A realização do axexê, uma grande e trabalhosa cerimônia, tem sido reservada apenas para chefes de terreiro não só pela grande quantidade de vínculos (com seu pai-de-santo, seus irmãos-de-santo, filhos-de-santo, netos-de-santo, sua família carnal etc.) que estes mantêm mas também pelos grandes obstáculos que devem ser vencidos antes de sua efetuação. Um deles é a falta de sacerdotes com conhecimento suficiente para realizar o axexê. Sendo uma religião mágica, o processo ritual, os detalhes, as “fórmulas” mágicas são sempre motivo de extremado cuidado, medo e desconfiança. Qualquer mínimo erro, descuido ou engano pode ser a fonte de grandes desgostos e problemas. Principalmente quando se lida com o absoluto desconhecido que é a morte.
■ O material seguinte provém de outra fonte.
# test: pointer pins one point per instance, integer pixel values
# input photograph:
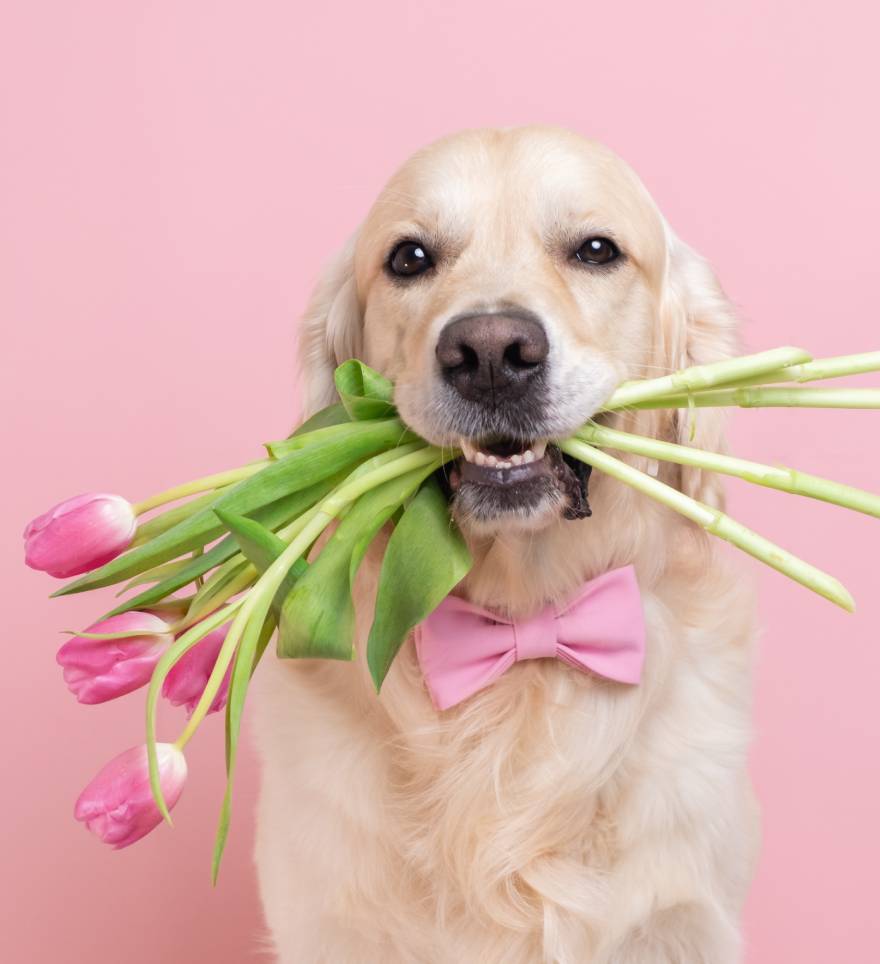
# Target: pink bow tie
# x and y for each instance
(463, 648)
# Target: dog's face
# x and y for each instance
(507, 281)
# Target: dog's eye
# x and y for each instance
(597, 251)
(409, 258)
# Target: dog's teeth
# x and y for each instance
(468, 450)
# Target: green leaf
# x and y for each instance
(294, 473)
(262, 547)
(273, 515)
(343, 432)
(425, 559)
(331, 415)
(231, 578)
(167, 520)
(318, 614)
(364, 392)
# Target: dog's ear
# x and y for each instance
(330, 330)
(698, 326)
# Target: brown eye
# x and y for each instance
(597, 251)
(409, 258)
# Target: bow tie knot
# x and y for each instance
(462, 648)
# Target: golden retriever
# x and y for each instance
(554, 816)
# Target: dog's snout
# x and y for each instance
(492, 354)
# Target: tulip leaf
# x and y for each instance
(148, 530)
(364, 392)
(318, 614)
(272, 516)
(262, 547)
(331, 415)
(344, 431)
(426, 557)
(293, 474)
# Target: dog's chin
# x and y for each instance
(500, 495)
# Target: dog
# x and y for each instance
(555, 815)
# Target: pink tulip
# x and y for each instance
(97, 670)
(79, 535)
(186, 682)
(118, 805)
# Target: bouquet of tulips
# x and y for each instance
(244, 547)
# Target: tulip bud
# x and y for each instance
(118, 804)
(186, 682)
(97, 670)
(79, 535)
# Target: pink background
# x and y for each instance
(174, 174)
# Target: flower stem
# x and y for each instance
(215, 481)
(390, 465)
(773, 477)
(700, 377)
(715, 522)
(773, 397)
(820, 369)
(172, 655)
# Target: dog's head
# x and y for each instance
(508, 281)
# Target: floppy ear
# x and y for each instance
(330, 330)
(698, 326)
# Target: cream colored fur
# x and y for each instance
(555, 816)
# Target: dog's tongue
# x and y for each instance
(574, 477)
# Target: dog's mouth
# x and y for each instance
(505, 476)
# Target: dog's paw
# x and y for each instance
(685, 934)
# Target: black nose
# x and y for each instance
(492, 356)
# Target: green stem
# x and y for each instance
(773, 477)
(267, 585)
(699, 377)
(172, 655)
(821, 369)
(853, 398)
(715, 522)
(215, 481)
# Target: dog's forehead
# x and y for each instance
(549, 179)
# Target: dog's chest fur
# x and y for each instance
(537, 810)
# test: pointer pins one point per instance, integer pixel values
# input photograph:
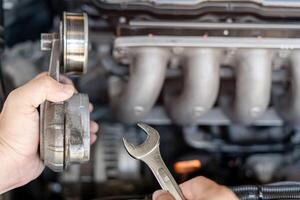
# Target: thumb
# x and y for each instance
(28, 97)
(162, 195)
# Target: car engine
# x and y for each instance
(219, 79)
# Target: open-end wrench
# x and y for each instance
(149, 153)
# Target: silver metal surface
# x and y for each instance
(215, 25)
(149, 153)
(253, 85)
(65, 126)
(252, 61)
(289, 104)
(200, 71)
(75, 42)
(205, 42)
(77, 129)
(135, 98)
(192, 4)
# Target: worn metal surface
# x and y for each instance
(149, 153)
(75, 42)
(65, 126)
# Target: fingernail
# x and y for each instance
(158, 194)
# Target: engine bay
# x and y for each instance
(219, 80)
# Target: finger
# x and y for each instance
(91, 107)
(43, 87)
(198, 187)
(94, 127)
(65, 80)
(162, 195)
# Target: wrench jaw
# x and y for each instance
(148, 146)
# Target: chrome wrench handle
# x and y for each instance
(162, 174)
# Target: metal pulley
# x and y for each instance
(64, 126)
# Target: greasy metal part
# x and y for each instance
(200, 72)
(111, 161)
(138, 95)
(289, 103)
(149, 153)
(75, 42)
(136, 27)
(64, 126)
(252, 60)
(206, 42)
(191, 4)
(214, 117)
(280, 8)
(253, 75)
(52, 127)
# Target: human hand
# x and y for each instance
(19, 129)
(199, 188)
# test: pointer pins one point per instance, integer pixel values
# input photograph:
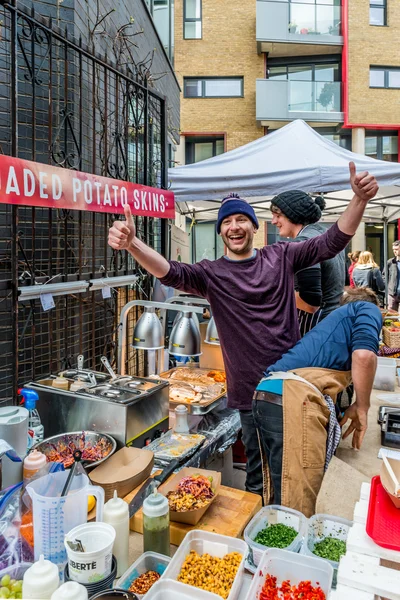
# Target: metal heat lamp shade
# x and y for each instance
(185, 337)
(148, 333)
(212, 336)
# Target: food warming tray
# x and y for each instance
(194, 408)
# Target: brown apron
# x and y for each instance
(305, 428)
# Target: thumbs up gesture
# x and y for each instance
(122, 233)
(364, 185)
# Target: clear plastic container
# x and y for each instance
(385, 376)
(286, 565)
(214, 544)
(270, 515)
(149, 561)
(321, 526)
(167, 589)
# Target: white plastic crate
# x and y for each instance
(270, 515)
(214, 544)
(149, 561)
(285, 566)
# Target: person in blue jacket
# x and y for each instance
(293, 405)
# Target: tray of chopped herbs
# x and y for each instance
(330, 548)
(277, 535)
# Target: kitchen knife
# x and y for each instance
(149, 486)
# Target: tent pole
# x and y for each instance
(385, 257)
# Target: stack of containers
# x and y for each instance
(271, 515)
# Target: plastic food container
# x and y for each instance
(168, 589)
(149, 561)
(286, 565)
(211, 543)
(270, 515)
(321, 526)
(385, 376)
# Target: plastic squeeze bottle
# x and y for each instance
(70, 591)
(156, 524)
(40, 581)
(33, 463)
(116, 513)
(35, 427)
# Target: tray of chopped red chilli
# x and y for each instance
(283, 575)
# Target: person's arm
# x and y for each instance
(308, 289)
(365, 346)
(315, 250)
(187, 278)
(363, 373)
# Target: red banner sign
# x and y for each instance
(28, 183)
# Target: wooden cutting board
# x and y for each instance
(228, 515)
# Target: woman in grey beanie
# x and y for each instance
(319, 288)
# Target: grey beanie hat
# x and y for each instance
(300, 208)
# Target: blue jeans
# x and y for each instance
(254, 473)
(268, 419)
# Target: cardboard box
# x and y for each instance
(190, 517)
(123, 471)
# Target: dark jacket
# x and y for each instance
(368, 276)
(332, 274)
(392, 276)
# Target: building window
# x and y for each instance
(377, 12)
(199, 148)
(192, 26)
(311, 17)
(382, 145)
(213, 87)
(313, 86)
(384, 77)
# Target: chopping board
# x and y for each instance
(228, 515)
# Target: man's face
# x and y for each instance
(286, 228)
(237, 232)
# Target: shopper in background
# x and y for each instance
(250, 292)
(318, 288)
(353, 256)
(392, 277)
(367, 273)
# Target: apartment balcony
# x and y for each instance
(279, 101)
(286, 28)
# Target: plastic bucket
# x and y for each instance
(100, 586)
(95, 563)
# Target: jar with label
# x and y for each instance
(156, 524)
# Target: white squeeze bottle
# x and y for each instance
(116, 513)
(70, 591)
(40, 581)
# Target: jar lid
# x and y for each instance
(155, 505)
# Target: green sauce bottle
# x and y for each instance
(156, 524)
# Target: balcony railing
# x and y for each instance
(284, 100)
(298, 22)
(314, 19)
Assim, poucos são os sacerdotes que se “arriscam” a realizar o axexê, preferindo entregá-lo aos mais antigos sacerdotes ( QUE EU ACHO CERTO ), mesmo pagando um alto preço por seus serviços religiosos. Como a realização desta cerimônia tem se revelado bastante lucrativa, aqueles que a conhecem profundamente têm evitado ensiná-las até mesmo aos seus próprios filhos-de-santo mantendo, desse modo, o “monopólio” do conhecimento religioso. Os especialistas em axexê, cobram em média 1000 dólares para realizá-lo. E não é fácil, para os grupos de filhos dos terreiros, conseguir este dinheiro e até mesmo superar questões como “quem vai realizar o axexê, de que modo, quando, por quanto etc.”, pois a morte do chefe de um terreiro gera situações gravemente desestruturantes.
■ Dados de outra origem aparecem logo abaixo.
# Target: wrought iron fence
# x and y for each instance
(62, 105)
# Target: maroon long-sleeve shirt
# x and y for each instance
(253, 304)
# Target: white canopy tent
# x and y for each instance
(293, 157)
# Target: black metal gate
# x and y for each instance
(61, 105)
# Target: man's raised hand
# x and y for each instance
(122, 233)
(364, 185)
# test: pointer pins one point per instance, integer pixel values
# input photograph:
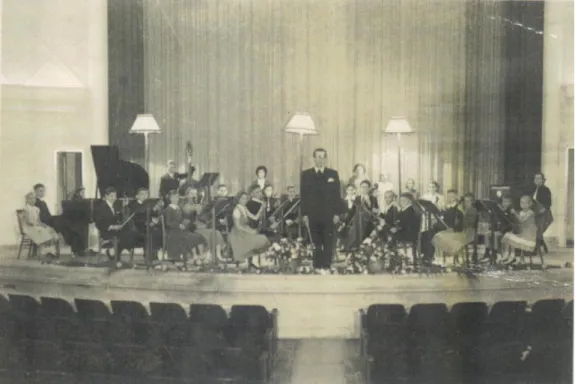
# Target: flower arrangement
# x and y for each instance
(290, 256)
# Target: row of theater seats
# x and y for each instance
(510, 342)
(50, 341)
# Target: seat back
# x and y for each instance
(211, 315)
(250, 316)
(384, 314)
(168, 312)
(429, 323)
(55, 307)
(25, 305)
(546, 320)
(92, 309)
(129, 310)
(468, 318)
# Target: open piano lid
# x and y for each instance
(111, 171)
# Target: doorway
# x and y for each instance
(69, 169)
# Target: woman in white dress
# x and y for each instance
(245, 241)
(41, 234)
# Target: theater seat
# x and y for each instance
(132, 322)
(504, 339)
(171, 323)
(384, 341)
(95, 320)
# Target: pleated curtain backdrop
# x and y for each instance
(227, 75)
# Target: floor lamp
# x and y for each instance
(145, 124)
(398, 126)
(301, 124)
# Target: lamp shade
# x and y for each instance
(398, 125)
(302, 124)
(145, 124)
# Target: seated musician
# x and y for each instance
(261, 177)
(180, 242)
(541, 195)
(269, 219)
(524, 235)
(388, 213)
(191, 210)
(40, 233)
(143, 222)
(452, 241)
(255, 205)
(291, 214)
(109, 222)
(433, 195)
(406, 228)
(171, 180)
(79, 194)
(246, 242)
(223, 217)
(72, 233)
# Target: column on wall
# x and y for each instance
(557, 109)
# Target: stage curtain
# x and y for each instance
(227, 75)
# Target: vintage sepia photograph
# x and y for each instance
(286, 191)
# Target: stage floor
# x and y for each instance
(310, 306)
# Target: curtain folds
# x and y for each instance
(227, 75)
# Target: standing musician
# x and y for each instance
(541, 194)
(367, 211)
(108, 220)
(255, 206)
(191, 209)
(171, 181)
(348, 213)
(143, 222)
(320, 208)
(291, 214)
(261, 177)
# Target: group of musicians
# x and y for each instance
(198, 228)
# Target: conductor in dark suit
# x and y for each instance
(320, 208)
(542, 194)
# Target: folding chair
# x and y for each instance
(25, 241)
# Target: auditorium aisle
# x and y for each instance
(317, 361)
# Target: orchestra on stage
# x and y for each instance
(199, 222)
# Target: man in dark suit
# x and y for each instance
(108, 220)
(145, 223)
(72, 233)
(170, 181)
(320, 208)
(542, 194)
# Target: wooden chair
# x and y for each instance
(25, 241)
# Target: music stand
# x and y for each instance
(218, 207)
(206, 182)
(149, 206)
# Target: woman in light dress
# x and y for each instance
(524, 235)
(245, 241)
(41, 234)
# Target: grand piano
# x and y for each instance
(111, 171)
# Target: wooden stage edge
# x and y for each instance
(309, 305)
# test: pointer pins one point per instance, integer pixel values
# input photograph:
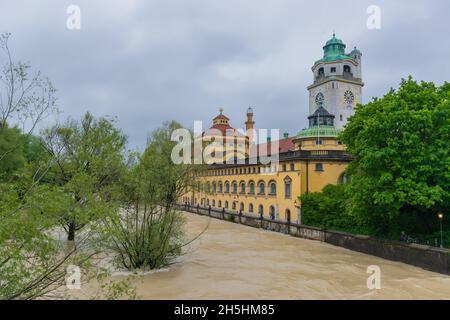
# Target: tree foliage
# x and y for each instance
(88, 161)
(148, 232)
(401, 145)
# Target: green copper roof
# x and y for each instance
(334, 50)
(322, 131)
(334, 40)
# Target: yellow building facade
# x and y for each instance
(306, 162)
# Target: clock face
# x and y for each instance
(319, 99)
(349, 97)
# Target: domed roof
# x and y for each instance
(334, 40)
(334, 50)
(318, 131)
(321, 112)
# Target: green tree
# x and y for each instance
(328, 209)
(401, 171)
(11, 151)
(149, 231)
(88, 161)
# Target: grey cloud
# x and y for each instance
(150, 61)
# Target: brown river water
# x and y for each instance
(231, 261)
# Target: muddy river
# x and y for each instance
(231, 261)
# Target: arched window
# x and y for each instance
(347, 69)
(242, 187)
(272, 212)
(261, 188)
(321, 72)
(287, 187)
(234, 187)
(261, 209)
(343, 179)
(251, 187)
(272, 188)
(288, 215)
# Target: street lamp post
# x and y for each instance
(441, 217)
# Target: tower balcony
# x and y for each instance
(345, 76)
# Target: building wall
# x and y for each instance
(303, 178)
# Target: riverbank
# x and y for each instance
(232, 261)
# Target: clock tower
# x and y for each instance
(337, 85)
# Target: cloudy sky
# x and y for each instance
(151, 61)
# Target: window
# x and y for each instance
(273, 188)
(251, 187)
(287, 187)
(261, 209)
(342, 179)
(321, 72)
(242, 187)
(261, 188)
(272, 212)
(288, 215)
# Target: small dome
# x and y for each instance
(334, 40)
(318, 131)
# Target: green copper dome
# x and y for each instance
(334, 50)
(334, 40)
(319, 131)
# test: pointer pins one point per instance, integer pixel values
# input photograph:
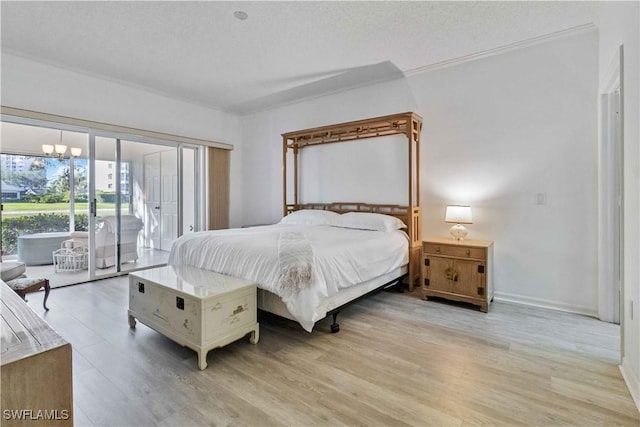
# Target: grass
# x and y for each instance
(26, 208)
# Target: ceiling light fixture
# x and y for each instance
(238, 14)
(60, 149)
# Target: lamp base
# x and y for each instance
(458, 231)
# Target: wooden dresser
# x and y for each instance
(458, 270)
(37, 386)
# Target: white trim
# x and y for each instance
(502, 49)
(631, 380)
(548, 304)
(121, 131)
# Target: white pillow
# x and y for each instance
(368, 221)
(309, 217)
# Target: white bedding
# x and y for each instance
(342, 257)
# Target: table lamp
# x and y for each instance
(458, 215)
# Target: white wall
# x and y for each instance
(502, 129)
(618, 23)
(36, 86)
(496, 131)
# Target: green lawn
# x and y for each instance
(25, 208)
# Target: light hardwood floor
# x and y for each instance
(397, 360)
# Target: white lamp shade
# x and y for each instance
(458, 214)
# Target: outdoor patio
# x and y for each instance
(148, 257)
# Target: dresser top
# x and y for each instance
(465, 242)
(192, 281)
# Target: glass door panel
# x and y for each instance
(189, 190)
(105, 232)
(42, 174)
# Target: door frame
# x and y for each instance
(610, 194)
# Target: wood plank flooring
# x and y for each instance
(397, 361)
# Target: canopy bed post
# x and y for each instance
(413, 144)
(408, 124)
(284, 175)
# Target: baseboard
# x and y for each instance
(632, 381)
(543, 303)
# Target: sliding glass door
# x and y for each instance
(104, 206)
Estas situações chegam mesmo a colocar em risco a continuidade da casa-de-santo, pois surgem muitas dúvidas: quem seria o sacerdote mais indicado para realizar o axexê? Quem será o novo ou nova chefe do terreiro? A casa continuará e o indivíduo permanecerá nela, ou fechará (o que é mais comum) e o filho de santo precisará ser adotado por outra casa, devendo, neste caso, reestruturar toda sua vida religiosa?. Caso a casa seja extinta, quem adotará os filhos-de-santo do morto, cuidando de seus orixás? Muita gente, especialmente ogãs e ekedes, fica sem rumo, sem saber o que fazer de sua vida religiosa:
. Agora que ele morreu, o que é que eu faço? Pra que terreiro eu vou? Vou como ekede? Mas de quem? Mas não foi ela que me suspendeu!
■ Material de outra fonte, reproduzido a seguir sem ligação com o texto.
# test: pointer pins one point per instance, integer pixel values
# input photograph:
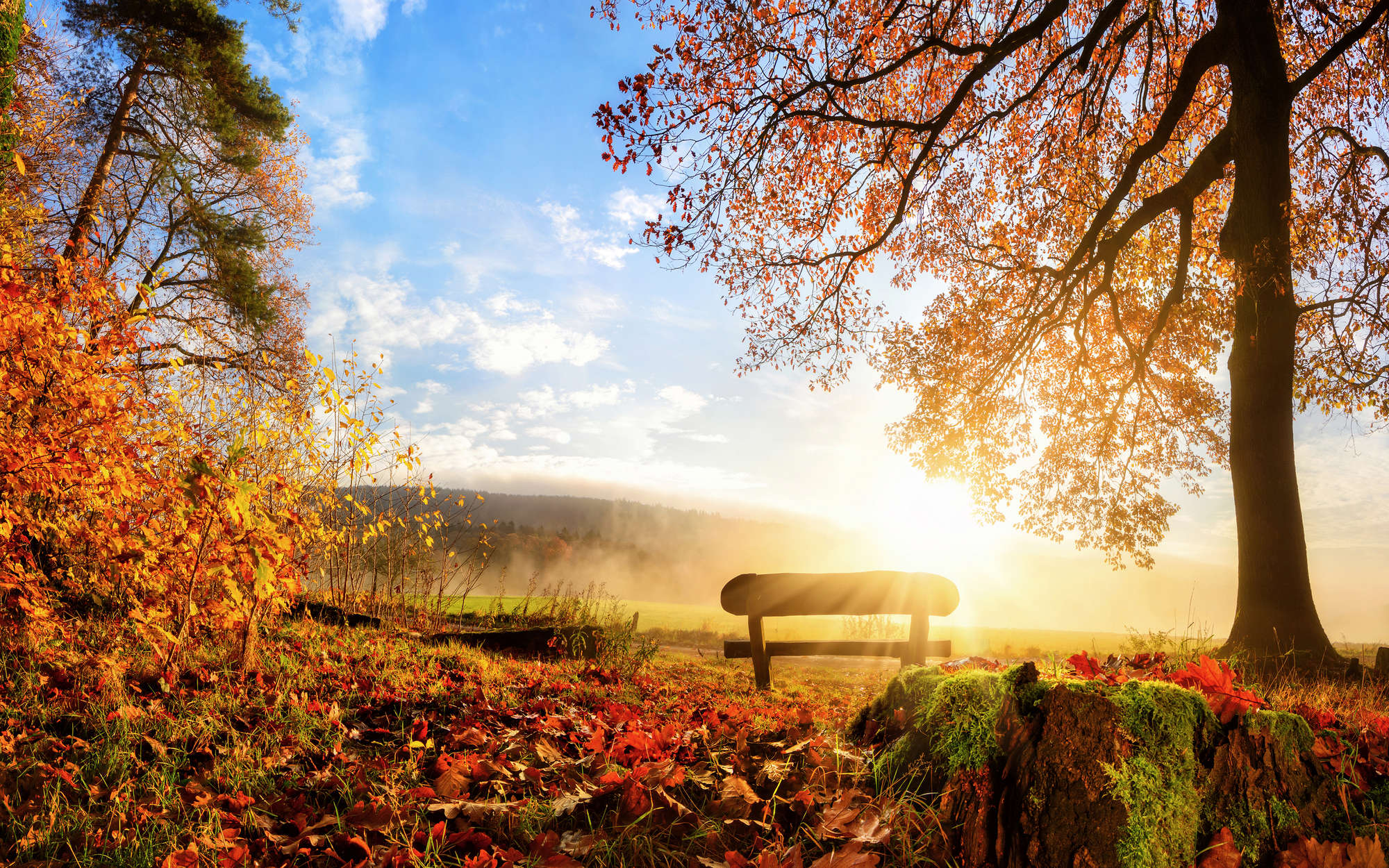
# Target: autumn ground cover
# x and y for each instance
(366, 748)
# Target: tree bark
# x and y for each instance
(102, 172)
(1274, 609)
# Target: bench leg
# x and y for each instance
(917, 641)
(762, 666)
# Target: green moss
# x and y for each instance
(909, 690)
(1158, 784)
(959, 719)
(1290, 733)
(1286, 817)
(904, 766)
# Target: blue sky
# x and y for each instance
(469, 233)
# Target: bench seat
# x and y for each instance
(880, 592)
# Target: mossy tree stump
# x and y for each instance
(1072, 773)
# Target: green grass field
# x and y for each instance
(708, 626)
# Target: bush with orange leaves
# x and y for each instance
(112, 499)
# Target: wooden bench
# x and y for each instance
(881, 592)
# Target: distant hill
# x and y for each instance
(640, 551)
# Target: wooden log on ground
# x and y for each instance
(542, 641)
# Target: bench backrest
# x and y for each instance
(881, 592)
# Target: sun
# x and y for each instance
(930, 527)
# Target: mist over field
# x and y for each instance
(641, 552)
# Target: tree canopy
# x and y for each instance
(1115, 197)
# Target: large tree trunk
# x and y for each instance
(85, 219)
(1274, 610)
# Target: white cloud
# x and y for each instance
(335, 180)
(381, 313)
(599, 397)
(362, 19)
(513, 348)
(684, 401)
(462, 462)
(583, 244)
(506, 303)
(708, 438)
(549, 433)
(633, 209)
(538, 403)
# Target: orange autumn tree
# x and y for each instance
(112, 501)
(1115, 194)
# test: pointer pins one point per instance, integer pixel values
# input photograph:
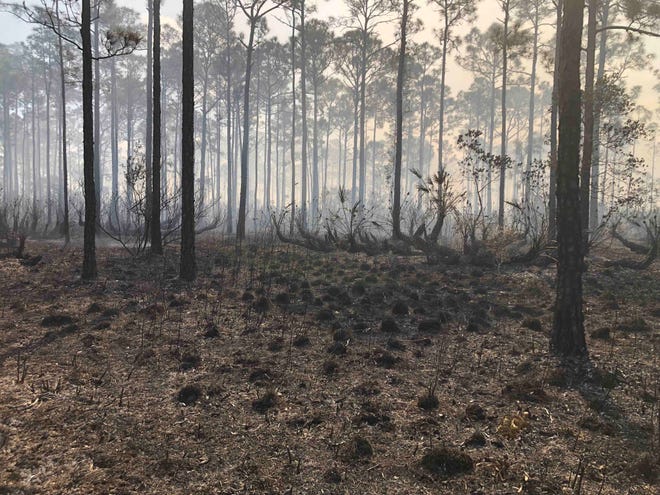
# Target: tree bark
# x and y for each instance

Além do axexê, que rompe os laços do homem com o orixá e com o mundo dos vivos é preciso ainda que o filho-de-santo rompa seu laço individual com o morto, através da cerimônia de “tirar a mão de vume”, que consiste em apagar a marca do pai-de-santo na cabeça do filho, impondo-lhe outra, nova, de um novo pai ou mãe-de-santo. Mas antes de qualquer outra coisa é preciso realizar o axexê do pai-de-santo, sem o qual todos os outros procedimentos ficam impedidos. Para tanto, é preciso que haja, imediatamente após a morte do chefe da casa, a cotização da família-de-santo para financiar a cerimônia do axexê. Sendo uma soma tão alta (especialmente para o povo-de-santo, formado por gente pobre em sua maior parte), essa cotização pode desestruturar a vida financeira dos filhos, que precisam contribuir para que se consiga pagar o sacerdote que realizará a cerimônia e para a compra do material necessário, também bastante caro, quase outros mil dólares. Muitas vezes os filhos-de-santo recorrem a estranhos, clientes do pai-de-santo, vendem móveis, objetos e outras coisas do terreiro, pedem às lojas de artigos religiosos onde o pai-de-santo comprava material para sua casa que forneçam pelo menos parte do material, fazem listas, rifas etc. Tudo isto tem que ser feito em prazo muito curto e nem sempre é possível realizar o axexê no devido tempo. E os “especialistas” não costumam baixar seus preços. Na melhor das hipóteses podem parcelar em duas vezes seus honorários. Muitas vezes nem mesmo permitem que os interessados comprem o material do ritual (encarregando-se eles próprios disto), temendo que o fornecimento da lista seja um primeiro passo para a quebra do “segredo”.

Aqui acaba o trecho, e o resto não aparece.